All that this post really did for me was make me hear FreshBook's name again. In fact, the ZenDesk naming spat is more likely to make me actually remember the name. And that's probably enough that if my company is looking for a SaaS support tool in the future, that we'll give them a look as well. Which is assume is exactly what they were hoping for.

For all the talk of what they're doing to their pristine brand here and blah, blah, I don't think anyone serious is going to hold this move against them in a purchasing decision. Bringing in new infrastructure software is not done on a whim.

Eh, I would hold it against them. If they're willing to do shady things in their marketing, who knows what they'll do with all that valuable customer data they're holding on to for me. Signing up for them is like taking them on as a business partner, and trust is a really big part of that.
You should have seen Steve Blank relate his tale with a smile when his Stanford Lean Startup students spammed the faculty in order to achieve some traction. Twitter spamming isn't a business model, but there is one stage of a startup's life when you have to do things that any self respecting person is reluctant to do, but for the survival of the company. Even Balsamiq did that.

Over at Mixergy, about a year ago, the founder of a BabySitter service talked about how she sneaked into university campuses to post advertisements, all the time humming the "mission impossible" tune to keep her in the right mental frame.

I wouldn't call emailing bloggers about reviewing your product (given that that's what many of them try to do) something a self respecting person should be reluctant to do. I assume that's what you're referring to with Balsamiq? That's the right way to do it - get the press to give your product some attention because it's really good! Putting up flyers in public places is also fine.

It becomes spamming when you insert an ad for your stuff in a personal place like on the windshield of someone's car, or in someone's twitter client's @ inbox, unless you think it's something they'll legitimately want to hear because they need help that you can offer (this is rare). Predatory customer acquisition from your competitors via spamming is well on the other side of the line. Combined with this reaction site which uses tactics that would be at home in a political smear campaign, and I'm fairly certain that this is a company I don't want to ever do business with.

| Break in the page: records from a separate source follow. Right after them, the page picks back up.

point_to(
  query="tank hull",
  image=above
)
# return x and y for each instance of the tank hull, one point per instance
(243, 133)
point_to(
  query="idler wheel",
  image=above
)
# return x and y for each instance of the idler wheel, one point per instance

Listen to Andrew Warner's interview. Peldi talked about approaching people on twitter due early days to try to do sales. He wasn't very successful with the approach, and then went on to try something else.

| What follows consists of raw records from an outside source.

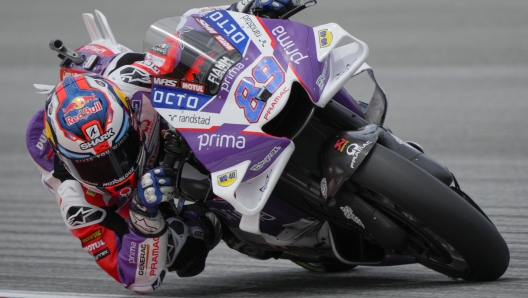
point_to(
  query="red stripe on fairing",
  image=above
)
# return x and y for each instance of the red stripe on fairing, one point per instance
(61, 93)
(301, 81)
(273, 41)
(198, 129)
(109, 262)
(81, 82)
(255, 133)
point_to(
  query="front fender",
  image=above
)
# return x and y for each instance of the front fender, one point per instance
(342, 153)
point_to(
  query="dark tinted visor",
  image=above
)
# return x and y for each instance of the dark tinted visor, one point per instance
(110, 167)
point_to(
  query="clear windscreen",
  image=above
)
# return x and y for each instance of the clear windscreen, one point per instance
(202, 56)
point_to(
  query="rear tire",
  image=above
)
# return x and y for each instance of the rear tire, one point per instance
(432, 213)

    I'm fairly certain that this is
    a company I don't want to ever do business with.
That's the respectable side of you talking. If you have a house on the line in your own start up, you'll be crazy not to do everything to give your startup every chance of success.

On a personal level, I loath getting spam as much as everybody else, so please don't spam me!

Oh interesting, hadn't heard that part of the story.

I don't know about that - my thinking is that if blackhat is the only way to get something to succeed, It's probably not a very good idea anyway, and I'm probably better off spending my time doing something different.

The biggest risk to a startup is that people don't know about their product. Spamming is not a long term strategy, but it might be useful in finding the first few customers to get customer development kick started.
This seems like a bad attitude - that whatever sleazy thing people do is excused by them having over-spent their way to desperation.